One of the other successful outcomes of searching for novel drug targets started with the reported cloning in 1997 of the mammalian homologs of the Drosophila transient receptor potential (TRP) channel. Subsequently, it was discovered that other members of the TRP channel superfamily serve as thermo-sensitive transducers. This superfamily is composed of 27 different mammalian channel subtypes divided into seven different subfamilies. TRPV1 is the arche-type channel of this TRP superfamily. It is also referred to as the capsaicin receptor because capsaicin is a selective agonist of this nonselective ion channel. Many of these TRP channels are activated by environmental stresses and ultimately induce responses, which contribute to the maintenance of tissue homeostasis. The external stimuli of the different TRP members are polymodal. They include specific ligands, alteration of pH, osmotic stress, and biomechanical stresses. TRP channel activation leads to transient rises in intracellular calcium levels which trigger the activation of linked signal pathway cascades that stimulate responses that affect the tissue homeostasis.

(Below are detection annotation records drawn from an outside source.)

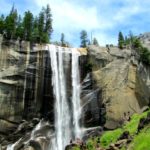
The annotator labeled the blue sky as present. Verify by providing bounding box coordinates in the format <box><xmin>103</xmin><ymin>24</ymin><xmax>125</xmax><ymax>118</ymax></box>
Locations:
<box><xmin>0</xmin><ymin>0</ymin><xmax>150</xmax><ymax>46</ymax></box>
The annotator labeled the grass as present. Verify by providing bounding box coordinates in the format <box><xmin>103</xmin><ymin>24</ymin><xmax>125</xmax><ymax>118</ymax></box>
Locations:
<box><xmin>100</xmin><ymin>129</ymin><xmax>123</xmax><ymax>148</ymax></box>
<box><xmin>97</xmin><ymin>111</ymin><xmax>148</xmax><ymax>150</ymax></box>
<box><xmin>74</xmin><ymin>110</ymin><xmax>150</xmax><ymax>150</ymax></box>
<box><xmin>129</xmin><ymin>126</ymin><xmax>150</xmax><ymax>150</ymax></box>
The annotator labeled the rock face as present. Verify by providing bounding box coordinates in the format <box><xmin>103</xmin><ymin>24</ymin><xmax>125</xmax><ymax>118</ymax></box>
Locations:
<box><xmin>88</xmin><ymin>46</ymin><xmax>150</xmax><ymax>129</ymax></box>
<box><xmin>0</xmin><ymin>38</ymin><xmax>87</xmax><ymax>148</ymax></box>
<box><xmin>0</xmin><ymin>41</ymin><xmax>53</xmax><ymax>133</ymax></box>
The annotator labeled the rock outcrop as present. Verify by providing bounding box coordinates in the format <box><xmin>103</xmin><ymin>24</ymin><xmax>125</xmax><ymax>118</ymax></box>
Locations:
<box><xmin>88</xmin><ymin>46</ymin><xmax>150</xmax><ymax>129</ymax></box>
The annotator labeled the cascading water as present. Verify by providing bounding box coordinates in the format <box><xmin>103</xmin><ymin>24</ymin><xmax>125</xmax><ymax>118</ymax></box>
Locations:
<box><xmin>7</xmin><ymin>45</ymin><xmax>82</xmax><ymax>150</ymax></box>
<box><xmin>49</xmin><ymin>45</ymin><xmax>81</xmax><ymax>150</ymax></box>
<box><xmin>72</xmin><ymin>49</ymin><xmax>82</xmax><ymax>138</ymax></box>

Recent reports describe important roles played by TRP ion channels in inducing the pathophysiology of ocular disorders. They are critical to modulating functions of both nerve and nonnerve cells. There is accumulating evidence that controlling TRP channel activity is a potential therapeutic option for improving the treatment of a number of ocular diseases in animal models. These studies suggest that it will be worthwhile to determine if they can be translated to treating and even curing a number of different human diseases in future.
Normal vision is critically dependent on the maintenance of corneal transparency, a regular curvature, and a smooth optical surface. These properties depend on the preservation of its structural integrity and functional activity of its three component tissue layers: epithelium, stroma, and endothelium. Severe corneal injury can induce critical inflammation followed by permanent scarring both of which drastically reduce the visual performance. A number of different TRP channel subtypes are expressed in the different resident corneal cell types and also on corneal sensory nerve endings. Their activation by noxious environmental stresses induces a host of different cellular responses. For example, epithelial cells sense and respond to either an increase or a decrease in the osmolarity of the tear fluid which may be involved in the pathobiology of dry eye disease. Moreover, some of the family TRP members modulate both inflammation and wound healing responses to tissue damage. For example, inhibition of a specific TRP channel subtype or its gene ablation suppresses excess inflammation neovascularization and fibrosis in a disease model in mice. These findings strongly suggest that TRP member subtypes could be drug targets for treating ocular surface disorders resulting from inflammatory fibrosis.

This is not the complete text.